From Michael Paquier
Subject Re: Re: In-core regression tests for replication, cascading, archiving, PITR, etc.
Date
Msg-id CAB7nPqRxgAWbZuQx6++7=wh5-bAoS+wU80Sf=5-uh+vwL8s=TA@mail.gmail.com
Whole thread Raw
In response to Re: Re: In-core regression tests for replication, cascading, archiving, PITR, etc.  (Robert Haas <robertmhaas@gmail.com>)
Responses Re: Re: In-core regression tests for replication, cascading, archiving, PITR, etc.  (Michael Paquier <michael.paquier@gmail.com>)
List pgsql-hackers
On Wed, Oct 7, 2015 at 5:58 AM, Robert Haas wrote:
> On Sat, Oct 3, 2015 at 7:38 AM, Michael Paquier wrote:
> It seems that these days 'make check' creates a directory in /tmp
> called /tmp/pg_regress-RANDOMSTUFF.  Listening on TCP ports is
> disabled, and the socket goes inside this directory with a name like
> .s.PGSQL.PORT.  You can connect with psql -h
> /tmp/pg_regress-RANDOMSTUFF -p PORT, but not over TCP.  This basically
> removes the risk of TCP port number collisions, as well as the risk of
> your temporary instance being hijacked by a malicious user on the same
> machine.

Right, that's for example /var/folders/ on OSX, and this is defined
once per test run via $tempdir_short.
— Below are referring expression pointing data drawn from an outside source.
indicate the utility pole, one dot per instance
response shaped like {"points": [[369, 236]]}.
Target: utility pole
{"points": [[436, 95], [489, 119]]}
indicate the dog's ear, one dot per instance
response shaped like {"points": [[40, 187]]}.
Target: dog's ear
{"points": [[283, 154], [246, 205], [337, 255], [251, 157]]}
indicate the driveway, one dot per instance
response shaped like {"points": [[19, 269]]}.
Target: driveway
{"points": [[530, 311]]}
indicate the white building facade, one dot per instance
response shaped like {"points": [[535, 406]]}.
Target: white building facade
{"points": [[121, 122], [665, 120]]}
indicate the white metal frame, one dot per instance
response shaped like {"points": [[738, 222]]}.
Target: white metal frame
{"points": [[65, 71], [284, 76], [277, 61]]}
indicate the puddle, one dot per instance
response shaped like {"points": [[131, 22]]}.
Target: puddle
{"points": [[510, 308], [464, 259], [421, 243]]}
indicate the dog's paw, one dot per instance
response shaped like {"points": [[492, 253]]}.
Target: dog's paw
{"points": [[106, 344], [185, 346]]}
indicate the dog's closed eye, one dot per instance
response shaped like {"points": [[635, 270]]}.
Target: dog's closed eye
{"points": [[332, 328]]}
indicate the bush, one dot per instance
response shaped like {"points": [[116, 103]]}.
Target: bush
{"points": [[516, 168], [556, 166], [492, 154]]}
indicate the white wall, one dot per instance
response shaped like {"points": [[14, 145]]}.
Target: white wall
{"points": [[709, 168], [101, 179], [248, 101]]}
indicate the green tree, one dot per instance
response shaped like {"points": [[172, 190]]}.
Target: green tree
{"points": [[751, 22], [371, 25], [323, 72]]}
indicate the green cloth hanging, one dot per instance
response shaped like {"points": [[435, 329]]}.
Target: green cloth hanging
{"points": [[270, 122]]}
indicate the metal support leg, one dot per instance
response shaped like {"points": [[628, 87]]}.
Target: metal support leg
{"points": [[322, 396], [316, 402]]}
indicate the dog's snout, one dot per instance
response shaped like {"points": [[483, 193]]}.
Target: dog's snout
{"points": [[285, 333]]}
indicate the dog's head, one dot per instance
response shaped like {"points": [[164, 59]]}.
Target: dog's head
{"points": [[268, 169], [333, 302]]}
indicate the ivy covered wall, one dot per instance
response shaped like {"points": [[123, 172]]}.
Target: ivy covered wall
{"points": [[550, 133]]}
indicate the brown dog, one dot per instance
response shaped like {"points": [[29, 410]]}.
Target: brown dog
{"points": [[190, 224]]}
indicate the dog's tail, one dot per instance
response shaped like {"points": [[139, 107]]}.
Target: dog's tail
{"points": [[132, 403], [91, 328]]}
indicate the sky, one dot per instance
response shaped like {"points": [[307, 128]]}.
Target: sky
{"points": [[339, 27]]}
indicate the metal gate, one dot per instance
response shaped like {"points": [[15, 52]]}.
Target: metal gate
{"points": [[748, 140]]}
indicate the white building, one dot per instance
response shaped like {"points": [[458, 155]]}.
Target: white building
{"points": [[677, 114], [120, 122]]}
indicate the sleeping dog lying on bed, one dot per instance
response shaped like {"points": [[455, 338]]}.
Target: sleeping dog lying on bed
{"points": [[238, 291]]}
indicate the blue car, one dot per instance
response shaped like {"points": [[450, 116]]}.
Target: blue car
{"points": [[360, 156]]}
PGHOST is set to that as well.

> I'm not sure what we do on Windows, though.

sspi with include_realm through 127.0.0.1.
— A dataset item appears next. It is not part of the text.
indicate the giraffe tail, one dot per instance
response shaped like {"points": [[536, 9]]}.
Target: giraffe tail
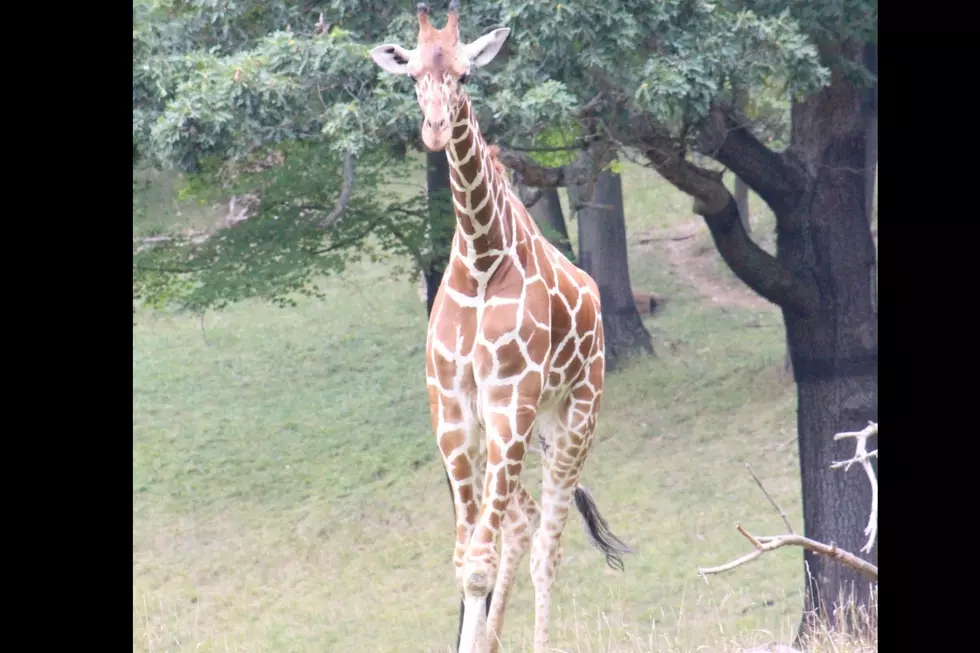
{"points": [[599, 534]]}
>>> In particular, I was shutting down an archiving node and the archiving
>>> was truncated. I *think* smart doesn't do this. But again, it's really
>>> that the test writer can't easily override, not that the default is wrong.
>>
>> Ah, OK. Then fast is just fine. It shuts down the node correctly.
>> "smart" would wait for all the current connections to finish but I am
>> wondering if it currently matters here: I don't see yet a clear use
>> case yet where it would make sense to have multi-threaded script... If
>> somebody comes back with a clear idea here perhaps we could revisit
>> that but it does not seem worth it now.
>
> I don't have anything brilliant to say about this point, but here's a
> perhaps-not-brilliant comment:
>
> If there's a bug in one of smart and fast shutdown and the other works
> great, it would be nice to catch that.

Yes, sure. I extended the patch to support other stop modes than fast,
the default being kept to fast if none is defined.